« En 2011, une très bonne année laitière, je faisais plus de 70 heures par semaine, et je ne gagnais pas ma vie, à peine 700 euros par mois. Aujourd’hui, la ferme permet de rémunérer cinq personnes, dont trois à temps plein et mon revenu atteint 2 500 euros », indique Marc Ben.

Comment un tel changement est-il possible avec la même surface ? Fils d’agriculteurs du Pas-de-Calais, Marc Ben s’installe à La Chapelle-sur-Aveyron, dans le Loiret, en 2007. Il reprend alors la ferme de la coopérative d’insémination Cecna (1), dans laquelle il est salarié, responsable d’exploitation. Il élève 70 vaches laitières sur 256 hectares. Ses parents le rejoignent comme salariés. Ils travaillent en système intensif : les vaches, nourries toute l’année au maïs, à la pulpe et au tourteau de colza, sans pâturage, produisent 10 000 litres de lait par an. « Nous faisions beaucoup d’heures pour peu de bénéfices, explique Marc. Nous avons tout repensé, pour avoir moins de travail et moins de charges. Il faut comparer la marge brute par vache, et non les litres produits par an. »

Des périodes de doute

Les vaches passent la majorité de l’année à l’herbe, en pâturage tournant et en logettes. Les vêlages sont regroupés en août-septembre et en février-mars, quand il y a moins de travail aux champs. Les races sont croisées, donc moins sensibles aux maladies, les veaux tètent les mères jusqu’à quatre mois.

Pour produire les yaourts, Mathilde travaille dans un container de 15 m2, loué à la laiterie Né d’une seule ferme. © A. Richard

Après le semis simplifié, le semis direct est instauré en 2014. L’éleveur a des périodes de doute : « Pendant deux-trois ans, la terre ne répondait pas. Je me suis demandé si j’avais fait le bon choix. » Au final, les résultats sont probants. « Les rendements ont diminué de 15 %, mais la marge brute est meilleure, poursuit-il. Nous avons gagné 2 000 heures motorisées par an. » Le troupeau est augmenté à 100 vaches laitières, pour produire 800 000 litres, mais s’ajoutent également des taurillons et des bœufs.

Porcs noirs et yaourts

Alexandre, le jeune frère de Marc, alors salarié de l’exploitation, s’installe en 2017. Après avoir rencontré un voisin boucher-charcutier, il se lance dans la production de porcs noirs de plein air. Une activité atypique dans le secteur. « Nous avons commencé par une quinzaine de porcs, puis nous sommes montés à quatre-vingts par an, raconte-t-il. Le boucher, le Père Miton, est notre unique client. Le plus difficile est de faire coïncider la production avec notre débouché, car les portées varient de quatre à dix porcelets et les carcasses très persillées, 40 % de gras, ne conviennent pas au circuit long. »
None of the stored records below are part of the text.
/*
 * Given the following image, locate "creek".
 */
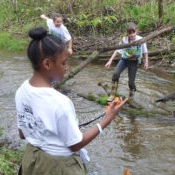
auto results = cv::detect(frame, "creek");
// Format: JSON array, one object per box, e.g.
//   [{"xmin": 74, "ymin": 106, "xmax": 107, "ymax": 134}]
[{"xmin": 0, "ymin": 52, "xmax": 175, "ymax": 175}]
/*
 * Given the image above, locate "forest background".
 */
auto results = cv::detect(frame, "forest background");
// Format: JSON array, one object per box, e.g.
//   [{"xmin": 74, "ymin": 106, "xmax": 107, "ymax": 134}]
[{"xmin": 0, "ymin": 0, "xmax": 175, "ymax": 175}]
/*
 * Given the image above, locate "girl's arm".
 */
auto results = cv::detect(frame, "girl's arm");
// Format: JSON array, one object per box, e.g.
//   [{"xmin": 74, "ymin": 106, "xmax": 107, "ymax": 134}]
[
  {"xmin": 105, "ymin": 50, "xmax": 118, "ymax": 68},
  {"xmin": 69, "ymin": 98, "xmax": 128, "ymax": 152}
]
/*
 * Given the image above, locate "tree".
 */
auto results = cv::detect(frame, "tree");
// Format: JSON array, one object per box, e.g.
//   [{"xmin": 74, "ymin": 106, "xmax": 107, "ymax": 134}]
[{"xmin": 158, "ymin": 0, "xmax": 163, "ymax": 19}]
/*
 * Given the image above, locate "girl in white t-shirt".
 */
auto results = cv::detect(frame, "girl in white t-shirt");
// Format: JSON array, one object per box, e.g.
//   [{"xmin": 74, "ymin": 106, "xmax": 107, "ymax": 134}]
[
  {"xmin": 15, "ymin": 27, "xmax": 127, "ymax": 175},
  {"xmin": 40, "ymin": 13, "xmax": 73, "ymax": 55}
]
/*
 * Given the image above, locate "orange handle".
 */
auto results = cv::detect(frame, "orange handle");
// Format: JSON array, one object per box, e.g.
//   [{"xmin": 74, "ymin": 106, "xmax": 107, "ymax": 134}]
[
  {"xmin": 105, "ymin": 97, "xmax": 120, "ymax": 112},
  {"xmin": 123, "ymin": 169, "xmax": 130, "ymax": 175}
]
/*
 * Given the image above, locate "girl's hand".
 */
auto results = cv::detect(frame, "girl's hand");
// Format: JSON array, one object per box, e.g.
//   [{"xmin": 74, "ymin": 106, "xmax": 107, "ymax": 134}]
[
  {"xmin": 105, "ymin": 60, "xmax": 111, "ymax": 68},
  {"xmin": 106, "ymin": 97, "xmax": 128, "ymax": 122}
]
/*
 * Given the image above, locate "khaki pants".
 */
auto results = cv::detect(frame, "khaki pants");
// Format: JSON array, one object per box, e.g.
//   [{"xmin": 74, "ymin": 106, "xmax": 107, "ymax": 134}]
[{"xmin": 18, "ymin": 144, "xmax": 86, "ymax": 175}]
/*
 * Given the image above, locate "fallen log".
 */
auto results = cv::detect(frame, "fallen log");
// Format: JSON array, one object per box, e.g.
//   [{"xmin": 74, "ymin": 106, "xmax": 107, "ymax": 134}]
[{"xmin": 156, "ymin": 92, "xmax": 175, "ymax": 103}]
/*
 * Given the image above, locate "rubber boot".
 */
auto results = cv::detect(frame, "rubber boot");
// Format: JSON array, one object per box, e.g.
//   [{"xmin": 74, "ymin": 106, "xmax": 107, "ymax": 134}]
[
  {"xmin": 129, "ymin": 89, "xmax": 135, "ymax": 97},
  {"xmin": 108, "ymin": 82, "xmax": 118, "ymax": 102}
]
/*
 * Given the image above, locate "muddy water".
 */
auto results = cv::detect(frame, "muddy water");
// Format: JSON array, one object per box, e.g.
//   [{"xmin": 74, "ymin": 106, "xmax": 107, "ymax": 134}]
[{"xmin": 0, "ymin": 52, "xmax": 175, "ymax": 175}]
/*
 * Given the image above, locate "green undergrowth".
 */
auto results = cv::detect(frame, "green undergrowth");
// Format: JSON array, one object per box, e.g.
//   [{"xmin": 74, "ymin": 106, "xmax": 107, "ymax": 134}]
[
  {"xmin": 0, "ymin": 148, "xmax": 24, "ymax": 175},
  {"xmin": 0, "ymin": 0, "xmax": 175, "ymax": 51}
]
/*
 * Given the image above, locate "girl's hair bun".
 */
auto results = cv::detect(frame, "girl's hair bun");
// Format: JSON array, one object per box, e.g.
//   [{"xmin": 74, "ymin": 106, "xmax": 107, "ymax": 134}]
[{"xmin": 29, "ymin": 27, "xmax": 47, "ymax": 40}]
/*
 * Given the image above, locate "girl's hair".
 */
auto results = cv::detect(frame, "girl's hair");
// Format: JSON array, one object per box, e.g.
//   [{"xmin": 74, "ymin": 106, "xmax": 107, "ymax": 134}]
[
  {"xmin": 27, "ymin": 27, "xmax": 66, "ymax": 70},
  {"xmin": 126, "ymin": 23, "xmax": 137, "ymax": 33},
  {"xmin": 53, "ymin": 13, "xmax": 63, "ymax": 21}
]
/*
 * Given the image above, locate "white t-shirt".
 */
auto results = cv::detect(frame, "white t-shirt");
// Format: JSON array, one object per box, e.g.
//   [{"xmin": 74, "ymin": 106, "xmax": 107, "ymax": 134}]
[
  {"xmin": 117, "ymin": 35, "xmax": 148, "ymax": 59},
  {"xmin": 15, "ymin": 80, "xmax": 83, "ymax": 156},
  {"xmin": 46, "ymin": 19, "xmax": 71, "ymax": 43}
]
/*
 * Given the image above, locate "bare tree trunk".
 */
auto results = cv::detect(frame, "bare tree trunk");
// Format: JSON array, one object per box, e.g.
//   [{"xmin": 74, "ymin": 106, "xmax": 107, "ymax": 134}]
[
  {"xmin": 158, "ymin": 0, "xmax": 163, "ymax": 19},
  {"xmin": 58, "ymin": 51, "xmax": 99, "ymax": 86}
]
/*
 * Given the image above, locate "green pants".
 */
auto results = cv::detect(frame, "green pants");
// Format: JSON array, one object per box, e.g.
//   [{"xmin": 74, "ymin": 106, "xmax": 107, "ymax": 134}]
[{"xmin": 18, "ymin": 144, "xmax": 86, "ymax": 175}]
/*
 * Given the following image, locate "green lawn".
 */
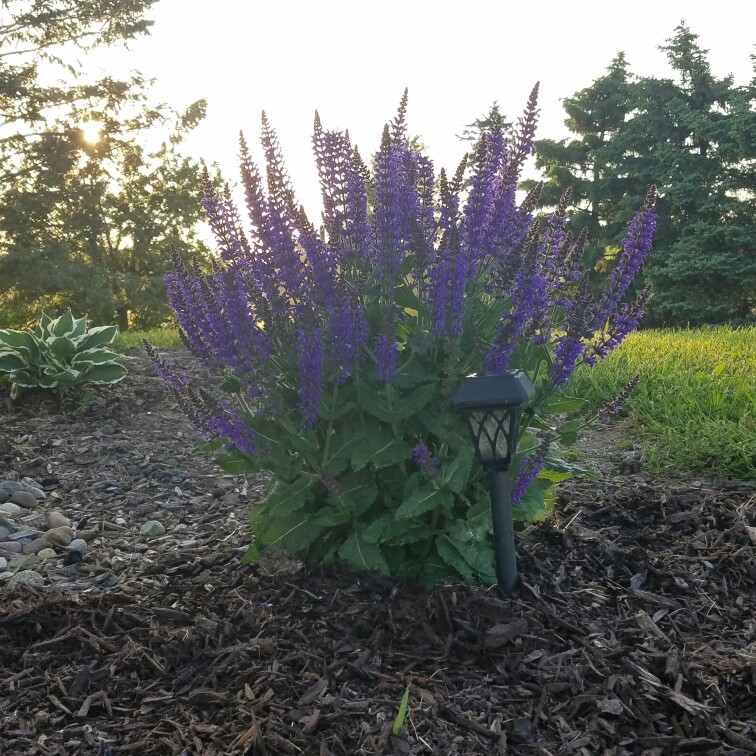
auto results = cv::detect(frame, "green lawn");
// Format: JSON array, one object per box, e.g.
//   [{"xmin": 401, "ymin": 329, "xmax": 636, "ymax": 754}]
[
  {"xmin": 121, "ymin": 328, "xmax": 756, "ymax": 479},
  {"xmin": 114, "ymin": 328, "xmax": 181, "ymax": 349},
  {"xmin": 567, "ymin": 328, "xmax": 756, "ymax": 479}
]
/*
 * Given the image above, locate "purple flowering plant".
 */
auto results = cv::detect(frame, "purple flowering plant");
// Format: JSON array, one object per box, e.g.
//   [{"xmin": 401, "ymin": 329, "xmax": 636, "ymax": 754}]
[{"xmin": 150, "ymin": 86, "xmax": 655, "ymax": 584}]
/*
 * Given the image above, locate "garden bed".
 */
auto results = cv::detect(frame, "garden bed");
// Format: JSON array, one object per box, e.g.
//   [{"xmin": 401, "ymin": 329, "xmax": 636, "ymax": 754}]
[{"xmin": 0, "ymin": 350, "xmax": 756, "ymax": 756}]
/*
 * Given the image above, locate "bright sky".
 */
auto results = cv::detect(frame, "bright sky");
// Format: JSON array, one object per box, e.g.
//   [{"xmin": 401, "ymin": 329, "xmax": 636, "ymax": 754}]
[{"xmin": 85, "ymin": 0, "xmax": 756, "ymax": 217}]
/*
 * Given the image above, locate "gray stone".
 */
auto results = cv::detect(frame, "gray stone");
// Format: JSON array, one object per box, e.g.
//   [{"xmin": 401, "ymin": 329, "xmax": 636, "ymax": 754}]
[
  {"xmin": 8, "ymin": 554, "xmax": 39, "ymax": 570},
  {"xmin": 68, "ymin": 538, "xmax": 87, "ymax": 554},
  {"xmin": 21, "ymin": 536, "xmax": 50, "ymax": 554},
  {"xmin": 11, "ymin": 491, "xmax": 38, "ymax": 509},
  {"xmin": 8, "ymin": 528, "xmax": 39, "ymax": 543},
  {"xmin": 42, "ymin": 525, "xmax": 74, "ymax": 546},
  {"xmin": 8, "ymin": 570, "xmax": 45, "ymax": 588},
  {"xmin": 0, "ymin": 480, "xmax": 24, "ymax": 493},
  {"xmin": 139, "ymin": 520, "xmax": 165, "ymax": 538},
  {"xmin": 45, "ymin": 509, "xmax": 71, "ymax": 528},
  {"xmin": 0, "ymin": 515, "xmax": 18, "ymax": 540}
]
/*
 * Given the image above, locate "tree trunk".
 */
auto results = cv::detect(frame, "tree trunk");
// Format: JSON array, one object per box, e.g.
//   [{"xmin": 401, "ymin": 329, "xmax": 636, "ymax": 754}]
[{"xmin": 116, "ymin": 307, "xmax": 129, "ymax": 333}]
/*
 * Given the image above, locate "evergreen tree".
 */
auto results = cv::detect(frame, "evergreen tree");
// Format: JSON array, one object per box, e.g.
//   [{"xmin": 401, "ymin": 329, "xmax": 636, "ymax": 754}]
[
  {"xmin": 632, "ymin": 24, "xmax": 756, "ymax": 325},
  {"xmin": 523, "ymin": 23, "xmax": 756, "ymax": 325},
  {"xmin": 522, "ymin": 53, "xmax": 652, "ymax": 262}
]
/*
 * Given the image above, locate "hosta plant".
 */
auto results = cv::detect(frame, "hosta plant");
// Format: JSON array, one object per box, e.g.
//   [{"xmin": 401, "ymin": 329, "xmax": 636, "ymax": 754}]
[
  {"xmin": 0, "ymin": 310, "xmax": 126, "ymax": 399},
  {"xmin": 148, "ymin": 90, "xmax": 655, "ymax": 584}
]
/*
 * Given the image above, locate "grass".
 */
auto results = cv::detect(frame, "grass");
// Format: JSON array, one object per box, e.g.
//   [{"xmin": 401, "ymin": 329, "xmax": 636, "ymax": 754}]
[
  {"xmin": 113, "ymin": 328, "xmax": 181, "ymax": 349},
  {"xmin": 567, "ymin": 327, "xmax": 756, "ymax": 479},
  {"xmin": 115, "ymin": 328, "xmax": 756, "ymax": 479}
]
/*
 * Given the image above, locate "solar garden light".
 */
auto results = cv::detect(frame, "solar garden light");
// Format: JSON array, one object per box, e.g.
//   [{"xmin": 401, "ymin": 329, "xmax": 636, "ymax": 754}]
[{"xmin": 452, "ymin": 370, "xmax": 535, "ymax": 593}]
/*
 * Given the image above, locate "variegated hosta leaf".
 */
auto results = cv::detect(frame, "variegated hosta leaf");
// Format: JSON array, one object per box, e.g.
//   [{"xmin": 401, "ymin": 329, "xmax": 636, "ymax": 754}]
[{"xmin": 0, "ymin": 310, "xmax": 128, "ymax": 398}]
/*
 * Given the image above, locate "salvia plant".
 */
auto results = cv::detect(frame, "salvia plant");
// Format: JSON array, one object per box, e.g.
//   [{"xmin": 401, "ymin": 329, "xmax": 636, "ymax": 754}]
[
  {"xmin": 0, "ymin": 310, "xmax": 127, "ymax": 399},
  {"xmin": 147, "ymin": 87, "xmax": 655, "ymax": 584}
]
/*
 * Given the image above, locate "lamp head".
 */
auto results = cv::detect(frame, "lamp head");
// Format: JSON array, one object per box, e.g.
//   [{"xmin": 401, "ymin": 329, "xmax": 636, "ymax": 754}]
[{"xmin": 452, "ymin": 370, "xmax": 535, "ymax": 471}]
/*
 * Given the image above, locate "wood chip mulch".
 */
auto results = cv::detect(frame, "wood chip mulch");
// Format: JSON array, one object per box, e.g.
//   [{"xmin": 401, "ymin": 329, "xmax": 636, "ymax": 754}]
[{"xmin": 0, "ymin": 351, "xmax": 756, "ymax": 756}]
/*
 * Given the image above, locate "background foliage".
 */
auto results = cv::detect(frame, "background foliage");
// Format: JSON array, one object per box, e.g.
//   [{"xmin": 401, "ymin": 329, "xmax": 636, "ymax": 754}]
[
  {"xmin": 523, "ymin": 23, "xmax": 756, "ymax": 326},
  {"xmin": 0, "ymin": 0, "xmax": 206, "ymax": 330}
]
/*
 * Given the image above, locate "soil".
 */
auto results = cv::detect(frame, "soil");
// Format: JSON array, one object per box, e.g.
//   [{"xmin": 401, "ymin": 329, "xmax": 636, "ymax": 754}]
[{"xmin": 0, "ymin": 350, "xmax": 756, "ymax": 756}]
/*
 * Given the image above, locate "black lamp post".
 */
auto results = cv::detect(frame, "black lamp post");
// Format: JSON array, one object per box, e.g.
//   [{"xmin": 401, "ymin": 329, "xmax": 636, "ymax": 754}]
[{"xmin": 452, "ymin": 371, "xmax": 535, "ymax": 593}]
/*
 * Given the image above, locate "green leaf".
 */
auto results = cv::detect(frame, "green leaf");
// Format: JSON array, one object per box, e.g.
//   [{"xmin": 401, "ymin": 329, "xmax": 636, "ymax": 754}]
[
  {"xmin": 34, "ymin": 311, "xmax": 52, "ymax": 339},
  {"xmin": 394, "ymin": 362, "xmax": 438, "ymax": 389},
  {"xmin": 557, "ymin": 419, "xmax": 585, "ymax": 446},
  {"xmin": 538, "ymin": 468, "xmax": 572, "ymax": 483},
  {"xmin": 326, "ymin": 426, "xmax": 369, "ymax": 466},
  {"xmin": 76, "ymin": 326, "xmax": 118, "ymax": 351},
  {"xmin": 391, "ymin": 685, "xmax": 409, "ymax": 735},
  {"xmin": 418, "ymin": 407, "xmax": 472, "ymax": 451},
  {"xmin": 0, "ymin": 329, "xmax": 40, "ymax": 362},
  {"xmin": 352, "ymin": 428, "xmax": 412, "ymax": 471},
  {"xmin": 82, "ymin": 363, "xmax": 128, "ymax": 384},
  {"xmin": 357, "ymin": 382, "xmax": 437, "ymax": 423},
  {"xmin": 438, "ymin": 444, "xmax": 475, "ymax": 494},
  {"xmin": 436, "ymin": 535, "xmax": 476, "ymax": 583},
  {"xmin": 47, "ymin": 336, "xmax": 76, "ymax": 362},
  {"xmin": 289, "ymin": 428, "xmax": 318, "ymax": 454},
  {"xmin": 394, "ymin": 284, "xmax": 423, "ymax": 312},
  {"xmin": 0, "ymin": 349, "xmax": 29, "ymax": 373},
  {"xmin": 253, "ymin": 510, "xmax": 324, "ymax": 556},
  {"xmin": 333, "ymin": 475, "xmax": 378, "ymax": 517},
  {"xmin": 436, "ymin": 535, "xmax": 496, "ymax": 583},
  {"xmin": 308, "ymin": 507, "xmax": 352, "ymax": 528},
  {"xmin": 71, "ymin": 317, "xmax": 87, "ymax": 339},
  {"xmin": 264, "ymin": 477, "xmax": 314, "ymax": 519},
  {"xmin": 12, "ymin": 370, "xmax": 40, "ymax": 388},
  {"xmin": 512, "ymin": 478, "xmax": 553, "ymax": 522},
  {"xmin": 396, "ymin": 488, "xmax": 454, "ymax": 520},
  {"xmin": 338, "ymin": 532, "xmax": 389, "ymax": 575},
  {"xmin": 50, "ymin": 368, "xmax": 82, "ymax": 388}
]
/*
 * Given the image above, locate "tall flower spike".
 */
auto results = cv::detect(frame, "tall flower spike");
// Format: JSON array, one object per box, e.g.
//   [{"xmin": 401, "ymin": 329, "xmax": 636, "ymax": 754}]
[
  {"xmin": 391, "ymin": 88, "xmax": 409, "ymax": 147},
  {"xmin": 504, "ymin": 82, "xmax": 540, "ymax": 183}
]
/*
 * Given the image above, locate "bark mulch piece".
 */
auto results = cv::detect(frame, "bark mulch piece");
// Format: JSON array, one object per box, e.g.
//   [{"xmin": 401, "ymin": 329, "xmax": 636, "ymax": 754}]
[{"xmin": 0, "ymin": 351, "xmax": 756, "ymax": 756}]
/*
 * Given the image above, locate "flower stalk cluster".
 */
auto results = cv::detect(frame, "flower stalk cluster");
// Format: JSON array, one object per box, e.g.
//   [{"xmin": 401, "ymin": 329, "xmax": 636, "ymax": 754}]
[{"xmin": 148, "ymin": 86, "xmax": 656, "ymax": 579}]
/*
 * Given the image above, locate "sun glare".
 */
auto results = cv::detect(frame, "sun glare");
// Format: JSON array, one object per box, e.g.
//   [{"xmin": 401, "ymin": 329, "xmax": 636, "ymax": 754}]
[{"xmin": 81, "ymin": 121, "xmax": 102, "ymax": 144}]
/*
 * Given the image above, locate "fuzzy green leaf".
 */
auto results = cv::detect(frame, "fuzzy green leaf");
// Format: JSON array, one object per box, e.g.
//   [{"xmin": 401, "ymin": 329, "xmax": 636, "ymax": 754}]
[
  {"xmin": 352, "ymin": 428, "xmax": 412, "ymax": 471},
  {"xmin": 0, "ymin": 329, "xmax": 40, "ymax": 362},
  {"xmin": 338, "ymin": 532, "xmax": 389, "ymax": 575},
  {"xmin": 438, "ymin": 444, "xmax": 475, "ymax": 494},
  {"xmin": 396, "ymin": 487, "xmax": 454, "ymax": 520}
]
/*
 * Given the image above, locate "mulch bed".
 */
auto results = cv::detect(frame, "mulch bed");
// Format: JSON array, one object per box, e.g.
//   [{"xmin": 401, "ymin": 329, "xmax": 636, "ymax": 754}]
[{"xmin": 0, "ymin": 350, "xmax": 756, "ymax": 756}]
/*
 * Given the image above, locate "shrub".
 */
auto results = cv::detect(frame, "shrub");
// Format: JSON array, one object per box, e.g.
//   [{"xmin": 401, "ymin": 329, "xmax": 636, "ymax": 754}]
[
  {"xmin": 148, "ymin": 88, "xmax": 655, "ymax": 584},
  {"xmin": 0, "ymin": 310, "xmax": 126, "ymax": 399}
]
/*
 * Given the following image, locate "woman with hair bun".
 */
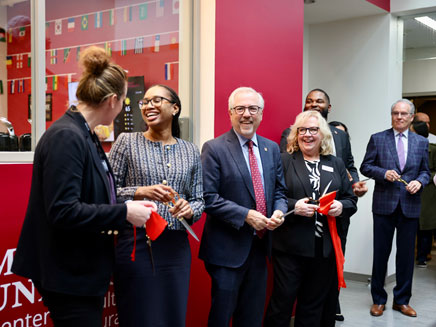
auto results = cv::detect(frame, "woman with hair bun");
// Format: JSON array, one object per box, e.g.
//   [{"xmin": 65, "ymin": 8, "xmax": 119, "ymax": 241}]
[
  {"xmin": 109, "ymin": 85, "xmax": 204, "ymax": 327},
  {"xmin": 12, "ymin": 46, "xmax": 156, "ymax": 327}
]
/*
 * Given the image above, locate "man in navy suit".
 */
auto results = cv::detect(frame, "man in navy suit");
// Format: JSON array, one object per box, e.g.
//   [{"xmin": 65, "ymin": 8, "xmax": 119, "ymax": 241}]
[
  {"xmin": 199, "ymin": 87, "xmax": 288, "ymax": 327},
  {"xmin": 360, "ymin": 99, "xmax": 430, "ymax": 317}
]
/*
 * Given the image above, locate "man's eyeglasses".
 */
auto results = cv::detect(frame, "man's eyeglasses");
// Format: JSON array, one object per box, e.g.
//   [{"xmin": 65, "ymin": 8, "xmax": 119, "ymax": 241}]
[
  {"xmin": 138, "ymin": 96, "xmax": 175, "ymax": 109},
  {"xmin": 391, "ymin": 111, "xmax": 411, "ymax": 117},
  {"xmin": 297, "ymin": 127, "xmax": 319, "ymax": 135},
  {"xmin": 232, "ymin": 106, "xmax": 262, "ymax": 115}
]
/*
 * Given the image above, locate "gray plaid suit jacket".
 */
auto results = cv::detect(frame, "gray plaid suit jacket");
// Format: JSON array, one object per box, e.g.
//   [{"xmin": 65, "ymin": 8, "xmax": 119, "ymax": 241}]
[{"xmin": 360, "ymin": 128, "xmax": 430, "ymax": 218}]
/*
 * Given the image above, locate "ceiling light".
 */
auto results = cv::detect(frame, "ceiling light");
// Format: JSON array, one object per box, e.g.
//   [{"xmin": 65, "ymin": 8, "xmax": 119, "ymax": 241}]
[{"xmin": 415, "ymin": 16, "xmax": 436, "ymax": 30}]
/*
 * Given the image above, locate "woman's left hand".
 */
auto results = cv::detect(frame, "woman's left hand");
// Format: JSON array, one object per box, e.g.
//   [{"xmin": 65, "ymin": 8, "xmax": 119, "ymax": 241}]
[
  {"xmin": 328, "ymin": 200, "xmax": 343, "ymax": 217},
  {"xmin": 168, "ymin": 198, "xmax": 194, "ymax": 219}
]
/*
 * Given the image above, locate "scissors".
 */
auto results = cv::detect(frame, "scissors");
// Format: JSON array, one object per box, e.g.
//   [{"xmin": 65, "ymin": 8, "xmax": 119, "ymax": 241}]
[{"xmin": 164, "ymin": 192, "xmax": 200, "ymax": 242}]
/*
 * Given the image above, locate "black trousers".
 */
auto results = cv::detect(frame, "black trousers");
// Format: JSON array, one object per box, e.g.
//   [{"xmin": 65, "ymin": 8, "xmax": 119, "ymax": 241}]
[
  {"xmin": 34, "ymin": 282, "xmax": 104, "ymax": 327},
  {"xmin": 264, "ymin": 250, "xmax": 337, "ymax": 327}
]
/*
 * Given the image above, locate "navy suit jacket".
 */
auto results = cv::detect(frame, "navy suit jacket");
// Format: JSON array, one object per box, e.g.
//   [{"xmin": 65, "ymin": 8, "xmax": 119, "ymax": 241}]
[
  {"xmin": 199, "ymin": 129, "xmax": 288, "ymax": 268},
  {"xmin": 360, "ymin": 128, "xmax": 430, "ymax": 218}
]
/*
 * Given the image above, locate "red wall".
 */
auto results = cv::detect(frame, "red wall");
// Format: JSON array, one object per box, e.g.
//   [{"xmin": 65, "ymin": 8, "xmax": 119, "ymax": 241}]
[
  {"xmin": 366, "ymin": 0, "xmax": 391, "ymax": 12},
  {"xmin": 215, "ymin": 0, "xmax": 304, "ymax": 142}
]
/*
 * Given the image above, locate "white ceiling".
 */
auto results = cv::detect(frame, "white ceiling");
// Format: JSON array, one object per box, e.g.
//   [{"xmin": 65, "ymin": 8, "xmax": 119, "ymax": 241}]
[{"xmin": 304, "ymin": 0, "xmax": 436, "ymax": 49}]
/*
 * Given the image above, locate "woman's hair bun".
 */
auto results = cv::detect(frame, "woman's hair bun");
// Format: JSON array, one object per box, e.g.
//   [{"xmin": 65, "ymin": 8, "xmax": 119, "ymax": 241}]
[{"xmin": 80, "ymin": 46, "xmax": 110, "ymax": 76}]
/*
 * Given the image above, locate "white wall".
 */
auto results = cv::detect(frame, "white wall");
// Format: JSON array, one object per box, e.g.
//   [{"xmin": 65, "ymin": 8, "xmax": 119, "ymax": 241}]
[{"xmin": 304, "ymin": 14, "xmax": 402, "ymax": 275}]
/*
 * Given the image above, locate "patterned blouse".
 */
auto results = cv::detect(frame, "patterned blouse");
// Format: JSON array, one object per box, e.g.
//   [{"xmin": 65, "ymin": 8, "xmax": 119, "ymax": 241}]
[{"xmin": 109, "ymin": 132, "xmax": 204, "ymax": 230}]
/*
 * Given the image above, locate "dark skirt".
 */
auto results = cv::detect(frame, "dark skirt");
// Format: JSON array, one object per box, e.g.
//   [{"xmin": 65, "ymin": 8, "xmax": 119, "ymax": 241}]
[{"xmin": 114, "ymin": 228, "xmax": 191, "ymax": 327}]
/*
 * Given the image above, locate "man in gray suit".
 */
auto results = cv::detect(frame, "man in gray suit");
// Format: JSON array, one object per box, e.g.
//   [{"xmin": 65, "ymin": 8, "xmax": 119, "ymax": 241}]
[{"xmin": 199, "ymin": 87, "xmax": 288, "ymax": 327}]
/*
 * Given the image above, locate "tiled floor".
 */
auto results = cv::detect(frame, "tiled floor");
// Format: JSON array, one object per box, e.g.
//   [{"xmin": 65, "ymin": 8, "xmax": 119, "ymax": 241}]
[{"xmin": 336, "ymin": 251, "xmax": 436, "ymax": 327}]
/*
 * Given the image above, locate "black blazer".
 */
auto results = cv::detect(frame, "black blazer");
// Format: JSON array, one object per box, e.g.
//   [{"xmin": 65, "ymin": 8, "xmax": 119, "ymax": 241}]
[
  {"xmin": 280, "ymin": 125, "xmax": 359, "ymax": 183},
  {"xmin": 12, "ymin": 110, "xmax": 127, "ymax": 296},
  {"xmin": 199, "ymin": 129, "xmax": 287, "ymax": 268},
  {"xmin": 273, "ymin": 151, "xmax": 357, "ymax": 257}
]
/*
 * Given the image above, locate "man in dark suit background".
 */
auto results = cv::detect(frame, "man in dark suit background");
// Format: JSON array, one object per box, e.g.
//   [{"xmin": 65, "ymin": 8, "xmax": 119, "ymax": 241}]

Lors de son installation, Alexandre Ben a développé un atelier de porcs noirs. © A. Richard

Dix-neuf parcs, entre prairie et forêt, ont été aménagés pour les porcelets et les truies. Les cochons mangent du grain, des déchets de triage et du tourteau de colza, et les truies boivent le colostrum des vaches. Cette activité occupe Alexandre à mi-temps.

En 2020, après le premier confinement, la femme d’Alexandre, Mathilde, ne souhaite plus être opticienne et cherche un nouveau métier. « Nous avons réfléchi à un atelier qui pourrait payer rapidement son salaire, sans nous agrandir. Dans la presse, nous avons vu un article sur la laiterie Né d’une seule ferme, qui propose des contrats de production avec de faibles apports », ajoute Marc.

La start-up loue un container pour fabriquer des yaourts (1 450 € par mois). Elle a mis au point les recettes et le procédé de fabrication. L’EARL Ben a seulement investi dans un container pour le stockage froid et quelques canalisations (20 000 €). Sur les 800 000 litres de lait produits à la ferme, 25 000 litres sont transformés en yaourts. Né d’une seule ferme assure la commercialisation des 400 000 yaourts auprès d’Intermarché, avec un contrat trisannuel. La marque n’a pas encore trouvé entièrement son débouché, mais les éleveurs sont payés sur la base de 50 000 litres par an. Ils ont le droit de vendre les yaourts à la ferme. Marc en a même proposé aux lycées et aux collèges du Loiret : « Cette solution évite la phase d’expérimentation des recettes et permet d’assurer un salaire fixe à Mathilde, sans passer la moitié du temps pour la commercialisation. Les installations sont plus vite amorties. »

Marc et Alexandre continuent de réfléchir à d’autres projets, mais toujours en calculant leur temps de travail et l’équilibre global de l’exploitation.

Aude Richard

(1) Coopérative d’élevage du Centre-Nord et de l’Aube.